Individuals in this category can take advantage of self-directed Investment Retirement Accounts (IRAs), which are retirement investment accounts, generally held by a qualified custodian, in which the account’s owner makes the investment decisions.
“In the US it’s very common for investors to use self-directed IRAs to do [activities] like angel investing, early-stage investing,” Silbert says.
Several of these IRAs – PENSCO, EnTrust, Equity Institutional, and Millennium Trust, are now listing the BIT as an investment option. But apparently, Fidelity Investments isn’t. Last week, CNBC and Marketwatch reported that the investment firm was allowing certain IRA clients to invest in bitcoin, but it subsequently changed its mind. ”
SecondMarket said in a statement:
“The Bitcoin Investment Trust was previously approved by Fidelity as an eligible investment for accredited clients in their self-directed IRA accounts and investments began closing last week. We understand that Fidelity has decided to reevaluate this decision.”
The BIT is currently most popular among tech entrepreneurs, who invest smaller sums, but in greater numbers.
Between all of these investment types, the median investment (where half of all investments are lower, and half are higher) is $30,000.
However, the average investment is around $222,000, pushed higher by some weighty investments. There is another group currently bringing the most money into the BIT: family offices.
These are teams appointed by families with a high net worth (typically $100m or more). Families at this level, which may have accumulated their money over many generations, will often use their own teams rather than outsourcing their investments to a fund manager.
Family offices, which serve single or multiple families, will handle a variety of personal services such as accounting, payroll, and wealth management.
“They’re taking allocations from what we think to be one or two buckets, says Silbert: gold, and early stage funding. “Family offices tend to be very diversified,” he says. “They tend to have a very long-term investment time horizon.”
If a family office puts some of its gold into bitcoin (which recently exceeded the precious metal’s price) then it can increase that diversity, while treating bitcoin as an early stage startup can help such investors get in on the ground floor. With some analysts predicting a value of $98,500 per bitcoin, such allocation carries a lot of potential.
Family offices may be the largest investors now, but if, as Silbert believes, institutional investors get involved, they will be the largest group.

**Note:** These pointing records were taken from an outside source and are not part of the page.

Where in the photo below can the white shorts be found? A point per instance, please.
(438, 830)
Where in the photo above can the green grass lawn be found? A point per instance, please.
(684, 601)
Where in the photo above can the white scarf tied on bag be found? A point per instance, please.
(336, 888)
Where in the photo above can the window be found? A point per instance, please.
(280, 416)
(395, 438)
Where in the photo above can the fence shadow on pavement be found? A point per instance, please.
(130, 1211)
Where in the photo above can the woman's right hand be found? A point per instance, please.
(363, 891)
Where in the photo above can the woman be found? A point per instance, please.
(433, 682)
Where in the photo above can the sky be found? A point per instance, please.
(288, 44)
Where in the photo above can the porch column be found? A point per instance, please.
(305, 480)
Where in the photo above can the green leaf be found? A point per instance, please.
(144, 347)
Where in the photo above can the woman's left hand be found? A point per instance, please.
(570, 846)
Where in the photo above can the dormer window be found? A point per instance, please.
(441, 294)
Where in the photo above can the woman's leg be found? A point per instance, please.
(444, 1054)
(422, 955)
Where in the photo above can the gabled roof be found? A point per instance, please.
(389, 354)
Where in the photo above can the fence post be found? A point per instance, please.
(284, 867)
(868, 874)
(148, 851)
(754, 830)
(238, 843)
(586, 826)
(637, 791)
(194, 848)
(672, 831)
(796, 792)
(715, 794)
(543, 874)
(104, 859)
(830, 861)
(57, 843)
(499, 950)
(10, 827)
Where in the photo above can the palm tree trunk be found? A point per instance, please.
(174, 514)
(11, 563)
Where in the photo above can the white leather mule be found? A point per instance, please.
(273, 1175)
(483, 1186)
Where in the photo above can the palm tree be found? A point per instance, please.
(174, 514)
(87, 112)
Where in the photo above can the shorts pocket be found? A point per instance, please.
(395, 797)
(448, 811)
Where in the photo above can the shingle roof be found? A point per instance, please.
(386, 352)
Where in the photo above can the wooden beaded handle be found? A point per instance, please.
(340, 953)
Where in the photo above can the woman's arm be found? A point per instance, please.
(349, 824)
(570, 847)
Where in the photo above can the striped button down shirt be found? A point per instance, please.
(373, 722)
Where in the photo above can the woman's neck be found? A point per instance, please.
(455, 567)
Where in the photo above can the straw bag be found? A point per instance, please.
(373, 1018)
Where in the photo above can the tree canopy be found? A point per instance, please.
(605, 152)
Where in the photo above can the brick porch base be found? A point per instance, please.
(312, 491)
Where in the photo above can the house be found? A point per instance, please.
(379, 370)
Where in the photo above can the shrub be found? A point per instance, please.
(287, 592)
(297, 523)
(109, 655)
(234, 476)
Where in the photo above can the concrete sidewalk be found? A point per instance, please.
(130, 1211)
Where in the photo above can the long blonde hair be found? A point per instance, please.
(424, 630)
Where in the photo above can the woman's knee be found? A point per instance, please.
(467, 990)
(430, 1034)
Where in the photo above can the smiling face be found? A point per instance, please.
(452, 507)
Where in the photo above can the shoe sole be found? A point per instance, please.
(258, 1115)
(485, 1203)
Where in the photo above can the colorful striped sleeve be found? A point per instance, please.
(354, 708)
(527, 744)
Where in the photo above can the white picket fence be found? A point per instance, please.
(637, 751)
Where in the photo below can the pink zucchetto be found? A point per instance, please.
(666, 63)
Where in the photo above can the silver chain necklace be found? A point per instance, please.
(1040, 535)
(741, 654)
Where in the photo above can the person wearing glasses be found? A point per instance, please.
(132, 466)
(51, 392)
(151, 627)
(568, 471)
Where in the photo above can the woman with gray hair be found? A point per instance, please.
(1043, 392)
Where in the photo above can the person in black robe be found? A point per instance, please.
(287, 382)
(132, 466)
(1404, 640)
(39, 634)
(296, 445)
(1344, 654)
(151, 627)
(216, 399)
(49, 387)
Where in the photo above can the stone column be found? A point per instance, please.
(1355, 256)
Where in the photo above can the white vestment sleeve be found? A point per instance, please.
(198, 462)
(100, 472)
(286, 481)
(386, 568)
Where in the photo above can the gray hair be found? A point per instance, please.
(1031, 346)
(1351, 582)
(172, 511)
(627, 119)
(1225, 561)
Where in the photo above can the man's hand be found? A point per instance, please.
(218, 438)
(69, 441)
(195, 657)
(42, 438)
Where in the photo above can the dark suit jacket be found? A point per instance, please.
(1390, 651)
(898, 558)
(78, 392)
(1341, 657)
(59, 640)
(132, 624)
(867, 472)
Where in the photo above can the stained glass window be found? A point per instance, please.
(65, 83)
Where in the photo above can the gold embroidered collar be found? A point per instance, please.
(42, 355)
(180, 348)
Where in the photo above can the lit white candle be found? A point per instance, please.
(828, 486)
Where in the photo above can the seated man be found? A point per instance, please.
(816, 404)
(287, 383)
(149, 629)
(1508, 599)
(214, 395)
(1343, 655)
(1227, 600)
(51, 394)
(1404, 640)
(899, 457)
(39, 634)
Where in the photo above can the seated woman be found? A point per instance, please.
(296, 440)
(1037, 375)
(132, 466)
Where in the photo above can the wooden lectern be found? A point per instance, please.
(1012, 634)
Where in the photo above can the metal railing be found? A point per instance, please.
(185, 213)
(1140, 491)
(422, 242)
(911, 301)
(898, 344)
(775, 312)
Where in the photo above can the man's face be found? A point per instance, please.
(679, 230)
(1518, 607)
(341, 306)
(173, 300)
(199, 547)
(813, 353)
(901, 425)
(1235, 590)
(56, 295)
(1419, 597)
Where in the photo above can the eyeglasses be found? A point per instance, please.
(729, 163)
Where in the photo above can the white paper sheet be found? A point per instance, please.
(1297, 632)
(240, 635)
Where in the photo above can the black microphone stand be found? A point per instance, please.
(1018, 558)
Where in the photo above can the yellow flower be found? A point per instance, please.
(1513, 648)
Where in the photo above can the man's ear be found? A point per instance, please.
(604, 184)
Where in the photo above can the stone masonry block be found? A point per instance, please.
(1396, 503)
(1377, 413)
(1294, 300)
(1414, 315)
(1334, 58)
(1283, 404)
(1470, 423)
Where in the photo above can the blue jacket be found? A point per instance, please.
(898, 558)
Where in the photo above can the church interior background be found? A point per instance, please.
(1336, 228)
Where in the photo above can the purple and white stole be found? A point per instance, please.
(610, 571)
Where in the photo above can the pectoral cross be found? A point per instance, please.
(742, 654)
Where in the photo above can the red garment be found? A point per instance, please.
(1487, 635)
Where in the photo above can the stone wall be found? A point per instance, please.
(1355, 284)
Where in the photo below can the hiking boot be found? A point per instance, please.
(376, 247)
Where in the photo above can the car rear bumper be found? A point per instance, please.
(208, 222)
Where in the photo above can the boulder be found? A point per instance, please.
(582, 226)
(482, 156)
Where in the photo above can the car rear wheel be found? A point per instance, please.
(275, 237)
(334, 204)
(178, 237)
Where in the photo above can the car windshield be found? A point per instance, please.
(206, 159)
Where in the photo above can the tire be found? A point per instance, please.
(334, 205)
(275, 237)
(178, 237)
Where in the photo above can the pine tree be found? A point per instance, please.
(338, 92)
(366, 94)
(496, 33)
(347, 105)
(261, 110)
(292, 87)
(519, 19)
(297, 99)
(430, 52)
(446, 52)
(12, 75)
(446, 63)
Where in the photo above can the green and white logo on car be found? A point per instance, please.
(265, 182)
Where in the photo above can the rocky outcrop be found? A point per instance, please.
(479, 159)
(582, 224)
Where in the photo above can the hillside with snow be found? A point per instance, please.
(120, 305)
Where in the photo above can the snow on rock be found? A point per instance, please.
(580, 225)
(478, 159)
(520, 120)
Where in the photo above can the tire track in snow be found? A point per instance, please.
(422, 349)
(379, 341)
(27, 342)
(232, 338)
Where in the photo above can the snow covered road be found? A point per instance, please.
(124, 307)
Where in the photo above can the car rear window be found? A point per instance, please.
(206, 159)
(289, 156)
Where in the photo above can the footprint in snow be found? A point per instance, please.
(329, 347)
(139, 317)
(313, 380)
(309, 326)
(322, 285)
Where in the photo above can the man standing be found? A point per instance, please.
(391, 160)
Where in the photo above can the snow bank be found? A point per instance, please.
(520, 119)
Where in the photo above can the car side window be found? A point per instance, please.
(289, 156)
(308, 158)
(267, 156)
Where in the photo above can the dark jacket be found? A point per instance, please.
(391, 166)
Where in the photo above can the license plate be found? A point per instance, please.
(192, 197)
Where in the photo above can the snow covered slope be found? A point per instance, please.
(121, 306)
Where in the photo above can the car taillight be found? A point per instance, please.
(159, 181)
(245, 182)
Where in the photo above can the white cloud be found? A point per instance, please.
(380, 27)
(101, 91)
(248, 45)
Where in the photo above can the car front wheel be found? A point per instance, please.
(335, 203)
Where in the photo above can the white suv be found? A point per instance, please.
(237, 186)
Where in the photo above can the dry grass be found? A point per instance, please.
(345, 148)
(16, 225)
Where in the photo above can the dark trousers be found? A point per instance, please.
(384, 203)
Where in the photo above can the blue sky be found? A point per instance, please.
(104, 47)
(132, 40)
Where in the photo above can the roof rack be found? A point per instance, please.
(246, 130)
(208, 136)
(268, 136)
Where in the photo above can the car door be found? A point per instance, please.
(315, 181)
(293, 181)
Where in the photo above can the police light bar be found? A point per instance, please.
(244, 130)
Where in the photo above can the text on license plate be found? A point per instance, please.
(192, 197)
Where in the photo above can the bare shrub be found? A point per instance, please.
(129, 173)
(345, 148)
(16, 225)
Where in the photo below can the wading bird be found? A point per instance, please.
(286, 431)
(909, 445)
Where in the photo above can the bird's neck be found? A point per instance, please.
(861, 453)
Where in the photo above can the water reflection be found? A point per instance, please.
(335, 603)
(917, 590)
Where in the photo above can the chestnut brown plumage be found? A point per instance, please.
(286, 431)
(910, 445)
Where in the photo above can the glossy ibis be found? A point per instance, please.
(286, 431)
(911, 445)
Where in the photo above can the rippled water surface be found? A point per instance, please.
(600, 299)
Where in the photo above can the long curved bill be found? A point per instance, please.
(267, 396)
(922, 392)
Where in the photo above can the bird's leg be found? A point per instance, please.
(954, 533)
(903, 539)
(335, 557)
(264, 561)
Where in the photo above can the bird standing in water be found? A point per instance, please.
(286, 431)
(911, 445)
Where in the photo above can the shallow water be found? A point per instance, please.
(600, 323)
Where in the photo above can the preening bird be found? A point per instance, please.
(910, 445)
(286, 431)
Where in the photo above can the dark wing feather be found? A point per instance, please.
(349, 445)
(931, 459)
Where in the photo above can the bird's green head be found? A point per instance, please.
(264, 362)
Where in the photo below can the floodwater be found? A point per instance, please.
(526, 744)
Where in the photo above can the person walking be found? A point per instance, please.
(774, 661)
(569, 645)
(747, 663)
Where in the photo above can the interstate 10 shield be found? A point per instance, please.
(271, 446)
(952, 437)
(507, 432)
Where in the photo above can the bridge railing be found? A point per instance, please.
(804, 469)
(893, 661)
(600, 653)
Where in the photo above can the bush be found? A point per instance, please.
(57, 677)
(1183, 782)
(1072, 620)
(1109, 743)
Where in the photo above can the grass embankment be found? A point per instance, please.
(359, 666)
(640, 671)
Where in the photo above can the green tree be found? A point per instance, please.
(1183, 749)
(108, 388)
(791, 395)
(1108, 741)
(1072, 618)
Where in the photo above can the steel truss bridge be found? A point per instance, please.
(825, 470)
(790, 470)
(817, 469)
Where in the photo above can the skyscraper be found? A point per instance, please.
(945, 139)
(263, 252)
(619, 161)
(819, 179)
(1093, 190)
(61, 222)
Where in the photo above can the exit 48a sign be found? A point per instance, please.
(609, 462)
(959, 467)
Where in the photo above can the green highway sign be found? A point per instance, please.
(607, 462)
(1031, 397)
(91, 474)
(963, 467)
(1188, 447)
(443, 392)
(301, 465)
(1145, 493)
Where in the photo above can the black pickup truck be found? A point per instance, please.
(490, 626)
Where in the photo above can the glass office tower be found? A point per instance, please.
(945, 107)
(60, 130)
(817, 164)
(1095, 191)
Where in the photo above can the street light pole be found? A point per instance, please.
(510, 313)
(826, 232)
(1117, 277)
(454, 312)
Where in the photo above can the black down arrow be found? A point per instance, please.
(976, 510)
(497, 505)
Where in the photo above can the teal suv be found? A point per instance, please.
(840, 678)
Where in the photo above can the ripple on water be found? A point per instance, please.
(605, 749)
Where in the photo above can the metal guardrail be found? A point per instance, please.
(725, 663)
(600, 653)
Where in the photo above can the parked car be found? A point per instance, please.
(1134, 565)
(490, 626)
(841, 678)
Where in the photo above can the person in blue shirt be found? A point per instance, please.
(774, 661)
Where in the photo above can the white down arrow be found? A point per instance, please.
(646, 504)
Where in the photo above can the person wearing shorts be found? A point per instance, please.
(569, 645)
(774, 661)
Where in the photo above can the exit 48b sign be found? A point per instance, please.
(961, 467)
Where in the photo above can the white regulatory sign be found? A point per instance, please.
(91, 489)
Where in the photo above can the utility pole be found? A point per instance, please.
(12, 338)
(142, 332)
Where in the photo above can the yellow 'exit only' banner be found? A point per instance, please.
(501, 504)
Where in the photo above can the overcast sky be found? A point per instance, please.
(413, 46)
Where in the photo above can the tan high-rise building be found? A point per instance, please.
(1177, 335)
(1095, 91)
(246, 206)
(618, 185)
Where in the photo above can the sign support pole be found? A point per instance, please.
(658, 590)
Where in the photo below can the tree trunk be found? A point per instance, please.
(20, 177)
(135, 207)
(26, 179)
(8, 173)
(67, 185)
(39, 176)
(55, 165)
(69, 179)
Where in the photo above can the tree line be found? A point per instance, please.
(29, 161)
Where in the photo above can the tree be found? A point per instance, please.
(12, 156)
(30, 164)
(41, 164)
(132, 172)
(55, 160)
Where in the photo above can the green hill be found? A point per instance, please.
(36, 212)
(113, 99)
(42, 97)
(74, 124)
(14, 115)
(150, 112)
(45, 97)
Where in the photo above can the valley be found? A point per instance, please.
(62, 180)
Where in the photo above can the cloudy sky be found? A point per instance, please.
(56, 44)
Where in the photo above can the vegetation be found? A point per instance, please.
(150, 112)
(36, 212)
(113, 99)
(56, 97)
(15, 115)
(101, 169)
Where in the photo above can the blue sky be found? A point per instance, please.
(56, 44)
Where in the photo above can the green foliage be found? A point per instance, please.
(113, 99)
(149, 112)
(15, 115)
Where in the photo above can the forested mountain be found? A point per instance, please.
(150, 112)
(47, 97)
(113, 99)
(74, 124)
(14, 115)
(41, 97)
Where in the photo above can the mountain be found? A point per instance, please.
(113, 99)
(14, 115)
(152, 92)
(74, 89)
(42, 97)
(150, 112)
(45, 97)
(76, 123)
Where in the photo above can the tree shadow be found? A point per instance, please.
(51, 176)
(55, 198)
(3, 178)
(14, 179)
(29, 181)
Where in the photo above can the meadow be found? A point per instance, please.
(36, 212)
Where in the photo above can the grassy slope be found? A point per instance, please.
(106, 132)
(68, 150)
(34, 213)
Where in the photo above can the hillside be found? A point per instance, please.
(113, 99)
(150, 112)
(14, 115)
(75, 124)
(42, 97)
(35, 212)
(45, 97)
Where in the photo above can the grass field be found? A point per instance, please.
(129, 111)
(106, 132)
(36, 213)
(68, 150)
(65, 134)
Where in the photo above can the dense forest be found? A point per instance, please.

“Phase four is going to be Wall Street, so Wall Street [will have] bitcoin as an investable asset class,” he says, adding that we should expect to see this in the coming year.
All of this heralds the fifth and final phase of bitcoin, which will be mass consumer adoption, according to Silbert. That will happen in 2015, he says.
That promises to revolutionise the way people deal with money, driving efficiencies into the process and potentially saving people money. But for that to happen, the first four stages are necessary to evolve the virtual currency and drive liquidity into the market.
We’re still at the start of phase three, and liquidity is still limited, he says. That means that consumer users will lose a significant percentage on any exchange. This stops consumers from saving much money when using it as a form of money transfer, he says, adding:
“The reason is there’s just not enough liquidity at either end of the transfer. But if the monetary base of bitcoin grows to be $20bn, $50bn, $100bn, all of that becomes possible. So I believe that the monetary base needs to grow first before the promise of bitcoin can be fulfilled.”
That’s what SecondMarket is trying to do with the BIT, Silbert concludes: increase awareness, make it more investible as an asset class – and finally, to drive up price by reducing supply.
The Trust has been buying bitcoins from exchanges, merchants, individual users, and miners.
It will be a while before the BIT is publicly traded. But having accrued around 90 investors and just over half a % of all bitcoins mined to date, the Trust is off to a healthy start.
Disclaimer: CoinDesk founder Shakil Khan is an investor in SecondMarket.